The effects of an investigational antimalarial agent, NIPRD-AM1 on the single dose pharmacokinetics of metronidazole in healthy human volunteers

Abstract

The effect of concurrent administration of a novel phytomedicine, NIPRD-AM1 used for the treatment of malaria on the pharmacokinetics of metronidazole was investigated in healthy volunteers. The study was a completely randomized one, crossover involving administration of single dose metronidazole tablets (200 mg × 2) concomitantly with NIPRD-AM1 capsules (250 mg × 2) to 11 healthy volunteers. Blood samples were collected before and at pre-determined time intervals following administration of the drugs.
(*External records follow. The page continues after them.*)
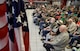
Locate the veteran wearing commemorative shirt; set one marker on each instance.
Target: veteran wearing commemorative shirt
(60, 41)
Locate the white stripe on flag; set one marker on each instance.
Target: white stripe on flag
(2, 1)
(3, 42)
(19, 38)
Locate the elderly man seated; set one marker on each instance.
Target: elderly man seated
(60, 41)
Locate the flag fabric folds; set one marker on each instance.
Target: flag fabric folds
(18, 24)
(4, 44)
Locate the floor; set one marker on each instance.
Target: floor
(35, 42)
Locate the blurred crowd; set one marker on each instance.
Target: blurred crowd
(58, 27)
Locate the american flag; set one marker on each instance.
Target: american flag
(18, 24)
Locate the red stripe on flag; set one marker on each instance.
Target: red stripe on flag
(2, 9)
(3, 31)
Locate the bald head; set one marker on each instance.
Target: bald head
(62, 28)
(70, 20)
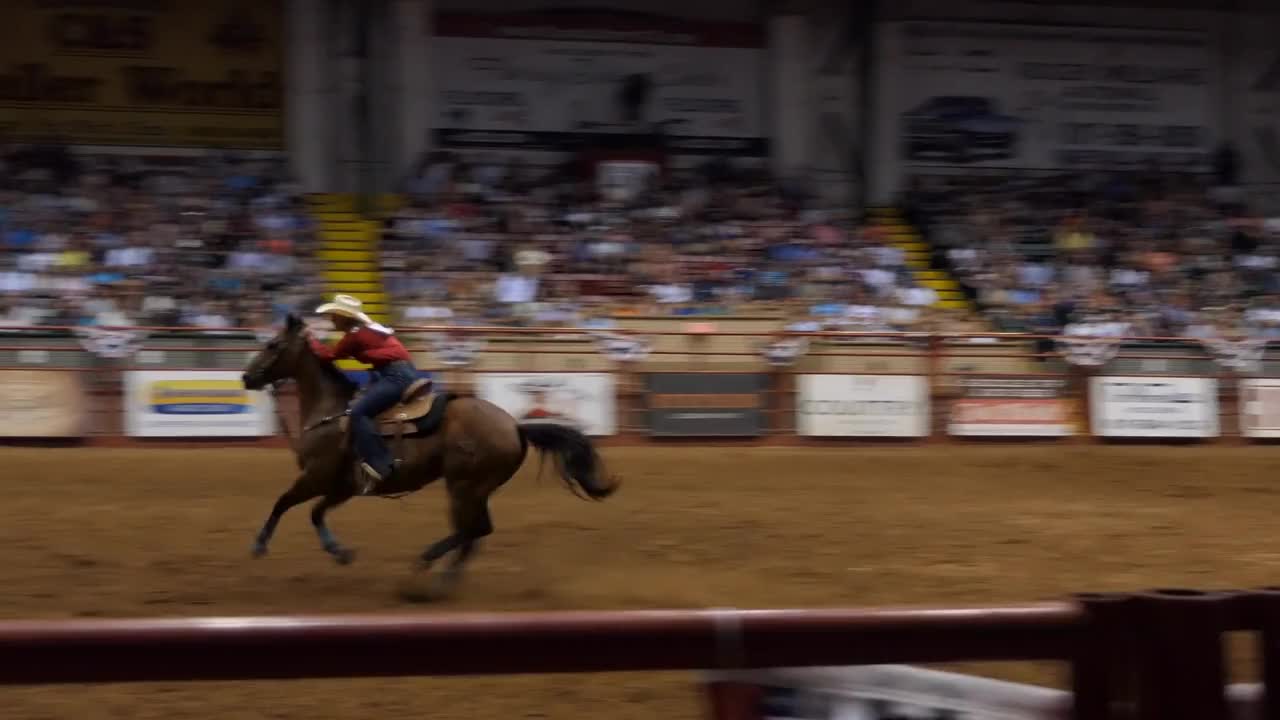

Serum concentrations of the unchanged metronidazole were analyzed using a modified simple and sensitive reversed phase high performance liquid chromatography (HPLC) method. The method showed good precision for metronidazole with coefficient of variation less than 10%. The Pharmacokinetic parameters (AUC, C _max, and T _max) were generated using GraphPad Prism software version 2. The derived pharmacokinetic parameters (AUC, C _max) following the administration of metronidazole alone and co-administration with NIPRD-AM1 were 76.12 μg/ml per hour, 7.94 μg/ml and 73.52 μg/ml per hour, 7.83 μg/ml, respectively. This differences were not statistically significant (P < 0.05) and the relative bioavailability was found to be about 96%. The comparable relative bioavailabilty value obtained shows that there is little or no interaction between NIPRD-AM1 and metronidazole. The findings, therefore, showed that metronidazole can be administered with the phytomedicine NIPRD-AM1 without any significant effect on the pharmacokinetic profiles of metronidazole.